Por fin, Lupe pregunta si Juan va a dejarle ver lo que pinta y cuando tiene frente a sus ojos la serie completa se enoja: «¿Así me ves? Ya no voy a posar para ti. Tus retratos me dan terror. ¿Por qué me agredes? ¿Por qué me conviertes en un esqueleto? ¿Soy la muerte para ti?». Juan se defiende: «Tú, Lupe, le tienes pánico a la muerte, por eso rechazas mis retratos». Lupe revira: «Eres mi verdugo, yo tu víctima». Juan le habla de la metamorfosis, le explica cómo la ve, cuántas oscuridades malditas se esconden en el cuerpo humano; que él, como pintor, tiene que bajar al infierno y salir de nuevo a la superficie para sacarlas a la vista. Octavio Paz sigue el proceso con más pasión de la que ha demostrado jamás por la obra de Soriano. «¿Cómo vas? Después de tu Apolo y las musas lo que ahora haces me fascina. En tus retratos hay más crueldad pero también más ternura, tus pinceladas son las de un poeta». Soriano asegura que Lupe es su diosa, ella insiste en que él la ha manchado para siempre. Según Paz y sus elogios, la Lupe de Soriano es Tonantzin en sus múltiples reencarnaciones. Lupe se indigna. «Para mí, lo que has pintado es un enorme disgusto.

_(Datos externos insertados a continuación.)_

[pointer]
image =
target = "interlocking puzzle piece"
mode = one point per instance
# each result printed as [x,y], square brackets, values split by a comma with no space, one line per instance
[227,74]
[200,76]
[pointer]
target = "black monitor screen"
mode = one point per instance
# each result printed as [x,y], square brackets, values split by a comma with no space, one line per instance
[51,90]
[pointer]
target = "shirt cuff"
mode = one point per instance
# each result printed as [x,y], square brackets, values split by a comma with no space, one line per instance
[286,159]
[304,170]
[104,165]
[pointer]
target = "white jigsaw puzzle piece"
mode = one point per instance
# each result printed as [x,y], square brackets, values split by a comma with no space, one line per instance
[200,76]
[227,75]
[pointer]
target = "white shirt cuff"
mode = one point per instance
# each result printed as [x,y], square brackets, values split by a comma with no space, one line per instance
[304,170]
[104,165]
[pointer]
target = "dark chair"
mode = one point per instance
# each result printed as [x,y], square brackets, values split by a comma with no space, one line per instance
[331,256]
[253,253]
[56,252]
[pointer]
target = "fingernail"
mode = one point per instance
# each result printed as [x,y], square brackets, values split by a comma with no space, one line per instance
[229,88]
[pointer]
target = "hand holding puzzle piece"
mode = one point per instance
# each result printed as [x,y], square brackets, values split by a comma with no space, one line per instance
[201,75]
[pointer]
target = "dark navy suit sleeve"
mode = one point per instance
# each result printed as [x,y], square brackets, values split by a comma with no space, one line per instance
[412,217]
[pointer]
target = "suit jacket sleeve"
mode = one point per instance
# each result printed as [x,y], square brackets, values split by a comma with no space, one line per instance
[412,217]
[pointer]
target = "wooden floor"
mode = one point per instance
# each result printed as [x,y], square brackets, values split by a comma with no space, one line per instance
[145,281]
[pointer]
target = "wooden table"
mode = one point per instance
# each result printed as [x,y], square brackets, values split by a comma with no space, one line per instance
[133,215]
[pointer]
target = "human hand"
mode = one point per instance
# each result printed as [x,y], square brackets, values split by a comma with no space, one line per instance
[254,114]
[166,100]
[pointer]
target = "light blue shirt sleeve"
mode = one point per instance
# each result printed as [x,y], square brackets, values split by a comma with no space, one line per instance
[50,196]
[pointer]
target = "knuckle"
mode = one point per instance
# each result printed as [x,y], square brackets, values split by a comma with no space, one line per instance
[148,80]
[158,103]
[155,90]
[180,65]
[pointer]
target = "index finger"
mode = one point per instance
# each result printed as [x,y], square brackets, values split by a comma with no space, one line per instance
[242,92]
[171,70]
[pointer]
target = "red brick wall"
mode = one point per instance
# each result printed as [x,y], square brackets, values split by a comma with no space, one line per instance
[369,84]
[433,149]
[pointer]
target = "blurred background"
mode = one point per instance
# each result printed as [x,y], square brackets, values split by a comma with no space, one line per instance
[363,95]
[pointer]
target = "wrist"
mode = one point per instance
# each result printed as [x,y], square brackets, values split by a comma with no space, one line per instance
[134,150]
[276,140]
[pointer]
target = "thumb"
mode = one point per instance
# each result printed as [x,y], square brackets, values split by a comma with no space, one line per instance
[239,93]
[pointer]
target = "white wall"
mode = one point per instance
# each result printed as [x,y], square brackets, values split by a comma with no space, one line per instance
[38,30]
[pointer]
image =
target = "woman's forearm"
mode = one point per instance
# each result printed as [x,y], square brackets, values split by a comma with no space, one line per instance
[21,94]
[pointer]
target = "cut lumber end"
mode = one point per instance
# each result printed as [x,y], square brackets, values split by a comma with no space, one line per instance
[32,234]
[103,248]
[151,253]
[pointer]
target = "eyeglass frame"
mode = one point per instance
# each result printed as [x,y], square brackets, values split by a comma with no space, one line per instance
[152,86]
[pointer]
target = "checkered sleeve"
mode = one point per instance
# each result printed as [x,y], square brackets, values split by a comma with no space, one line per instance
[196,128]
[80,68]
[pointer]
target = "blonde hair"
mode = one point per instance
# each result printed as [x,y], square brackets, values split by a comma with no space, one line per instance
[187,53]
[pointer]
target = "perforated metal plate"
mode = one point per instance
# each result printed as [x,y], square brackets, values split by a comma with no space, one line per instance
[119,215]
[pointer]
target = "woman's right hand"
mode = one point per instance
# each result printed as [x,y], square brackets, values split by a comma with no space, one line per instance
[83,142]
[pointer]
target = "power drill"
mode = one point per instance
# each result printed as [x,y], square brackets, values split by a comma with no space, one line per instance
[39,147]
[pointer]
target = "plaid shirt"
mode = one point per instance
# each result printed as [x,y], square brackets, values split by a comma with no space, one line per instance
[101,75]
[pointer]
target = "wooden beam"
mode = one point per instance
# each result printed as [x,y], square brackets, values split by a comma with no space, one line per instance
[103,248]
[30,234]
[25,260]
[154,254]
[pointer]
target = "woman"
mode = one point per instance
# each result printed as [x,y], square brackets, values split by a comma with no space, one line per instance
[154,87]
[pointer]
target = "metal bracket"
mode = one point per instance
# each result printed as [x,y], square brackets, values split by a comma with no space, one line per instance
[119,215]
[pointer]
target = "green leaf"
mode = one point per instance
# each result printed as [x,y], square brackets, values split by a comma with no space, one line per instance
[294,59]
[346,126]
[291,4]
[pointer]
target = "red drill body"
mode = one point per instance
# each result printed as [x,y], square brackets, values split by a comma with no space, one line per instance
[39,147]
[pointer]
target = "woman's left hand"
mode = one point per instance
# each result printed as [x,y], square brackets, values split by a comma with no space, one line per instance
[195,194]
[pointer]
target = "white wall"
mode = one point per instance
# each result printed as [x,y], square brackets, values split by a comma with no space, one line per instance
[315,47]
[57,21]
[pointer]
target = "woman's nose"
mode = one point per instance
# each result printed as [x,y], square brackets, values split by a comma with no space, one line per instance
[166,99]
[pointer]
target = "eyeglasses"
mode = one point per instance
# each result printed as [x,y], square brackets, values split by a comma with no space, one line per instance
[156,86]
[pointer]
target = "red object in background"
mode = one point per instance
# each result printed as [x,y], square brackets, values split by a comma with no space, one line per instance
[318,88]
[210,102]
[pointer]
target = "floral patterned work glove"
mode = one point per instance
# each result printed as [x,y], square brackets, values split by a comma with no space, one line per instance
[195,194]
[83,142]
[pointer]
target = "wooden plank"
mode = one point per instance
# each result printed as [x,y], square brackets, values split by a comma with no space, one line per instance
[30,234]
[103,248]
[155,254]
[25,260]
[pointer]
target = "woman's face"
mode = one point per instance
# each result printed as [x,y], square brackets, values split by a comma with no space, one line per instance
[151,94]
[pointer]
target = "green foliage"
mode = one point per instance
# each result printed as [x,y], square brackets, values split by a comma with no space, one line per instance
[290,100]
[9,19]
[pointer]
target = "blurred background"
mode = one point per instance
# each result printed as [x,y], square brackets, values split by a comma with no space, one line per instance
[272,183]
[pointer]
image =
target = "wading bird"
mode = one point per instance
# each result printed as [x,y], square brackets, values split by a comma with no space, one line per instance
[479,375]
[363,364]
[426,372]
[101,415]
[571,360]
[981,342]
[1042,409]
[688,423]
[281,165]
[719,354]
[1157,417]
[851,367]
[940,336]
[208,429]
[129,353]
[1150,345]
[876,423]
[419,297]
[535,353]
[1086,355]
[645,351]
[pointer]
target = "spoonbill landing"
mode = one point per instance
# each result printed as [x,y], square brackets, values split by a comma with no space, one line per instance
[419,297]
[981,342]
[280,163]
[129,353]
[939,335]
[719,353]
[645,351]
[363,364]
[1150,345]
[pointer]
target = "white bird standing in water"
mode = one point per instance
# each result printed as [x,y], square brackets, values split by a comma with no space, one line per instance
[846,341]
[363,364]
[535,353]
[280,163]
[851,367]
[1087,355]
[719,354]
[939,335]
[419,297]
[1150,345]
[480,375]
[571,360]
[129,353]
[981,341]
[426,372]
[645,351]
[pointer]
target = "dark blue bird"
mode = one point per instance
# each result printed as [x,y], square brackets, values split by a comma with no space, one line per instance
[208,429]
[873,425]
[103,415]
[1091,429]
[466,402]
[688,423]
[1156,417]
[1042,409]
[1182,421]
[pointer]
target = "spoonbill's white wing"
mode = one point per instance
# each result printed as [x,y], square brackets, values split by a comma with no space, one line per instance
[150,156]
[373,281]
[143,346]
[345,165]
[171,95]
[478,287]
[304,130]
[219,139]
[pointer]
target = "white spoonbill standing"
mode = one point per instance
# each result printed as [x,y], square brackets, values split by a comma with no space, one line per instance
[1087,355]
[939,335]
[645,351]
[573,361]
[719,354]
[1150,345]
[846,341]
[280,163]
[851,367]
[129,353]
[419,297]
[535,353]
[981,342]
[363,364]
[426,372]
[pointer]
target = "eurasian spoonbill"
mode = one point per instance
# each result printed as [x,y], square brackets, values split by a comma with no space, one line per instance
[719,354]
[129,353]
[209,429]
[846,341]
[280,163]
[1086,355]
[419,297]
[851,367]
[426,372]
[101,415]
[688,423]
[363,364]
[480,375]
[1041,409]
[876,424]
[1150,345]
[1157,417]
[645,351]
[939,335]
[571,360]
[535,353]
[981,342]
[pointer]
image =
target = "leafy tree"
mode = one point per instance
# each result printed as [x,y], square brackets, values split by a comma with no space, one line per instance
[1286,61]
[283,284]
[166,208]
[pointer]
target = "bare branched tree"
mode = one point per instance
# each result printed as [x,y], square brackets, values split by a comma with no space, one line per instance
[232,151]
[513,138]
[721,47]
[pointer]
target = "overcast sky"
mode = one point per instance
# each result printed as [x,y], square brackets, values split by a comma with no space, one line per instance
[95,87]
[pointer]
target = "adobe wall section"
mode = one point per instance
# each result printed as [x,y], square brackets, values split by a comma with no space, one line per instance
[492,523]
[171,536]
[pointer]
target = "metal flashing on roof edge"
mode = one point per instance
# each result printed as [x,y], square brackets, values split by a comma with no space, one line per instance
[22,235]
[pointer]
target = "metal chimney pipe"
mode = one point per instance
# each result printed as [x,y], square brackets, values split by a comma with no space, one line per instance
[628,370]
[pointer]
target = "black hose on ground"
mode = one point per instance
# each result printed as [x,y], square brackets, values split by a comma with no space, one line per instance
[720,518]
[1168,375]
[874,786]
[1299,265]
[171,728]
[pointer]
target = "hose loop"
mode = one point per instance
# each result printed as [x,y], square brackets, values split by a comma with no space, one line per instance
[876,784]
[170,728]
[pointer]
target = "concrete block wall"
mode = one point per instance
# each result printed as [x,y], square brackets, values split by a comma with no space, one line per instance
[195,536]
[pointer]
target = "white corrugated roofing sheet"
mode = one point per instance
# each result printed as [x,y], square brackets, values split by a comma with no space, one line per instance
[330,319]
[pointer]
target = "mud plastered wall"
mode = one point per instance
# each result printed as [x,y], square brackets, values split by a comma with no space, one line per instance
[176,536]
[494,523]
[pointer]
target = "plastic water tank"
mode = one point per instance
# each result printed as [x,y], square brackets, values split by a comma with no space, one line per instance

Ya no voy a poder separarme de mi muerte». «Tienes toda la razón, Lupe, porque cada vez que entras a una habitación, además de aterrorizarme siento que me entregas a la muerte», responde Soriano.

Aunque para Soriano la Marín es un manantial inesperado y nadie compra los cuadros, la exposición es un triunfo de público y de crítica. Juan Soriano nunca ha caminado tan en el filo de la navaja. «Yo soy este que ahora pinta, soy el verdadero Soriano, el que se reveló a sí mismo, soy el bárbaro que por fin se acepta». Lupe insiste: «Tras martirizarme me pintaste como muerta». «Sí, porque tú has regresado del infierno».

Que Soriano cause más escándalo que Diego Rivera es un gusto para Octavio Paz. Frente a sus Lupes malditas y tenebrosas nadie parece recordar el retrato que Diego Rivera pintó en 1938. Los espectadores llaman a Lupe Medusa, Diosa, Bruja, Arpía, Reina de la Noche. Repiten que es fálica. Juan amanece con Lupe en la punta del último de sus cabellos. «En estos retratos resumí todos los retratos pintados a lo largo de mi vida, así como todos los que pinté en mi periodo de mayor libertad cuando vivía en Roma». A Lupe cada una de las telas la regresa a Jorge Cuesta. «¿Me estará culpando de algo este joto canijo, ahora defensor de Jorge Cuesta?».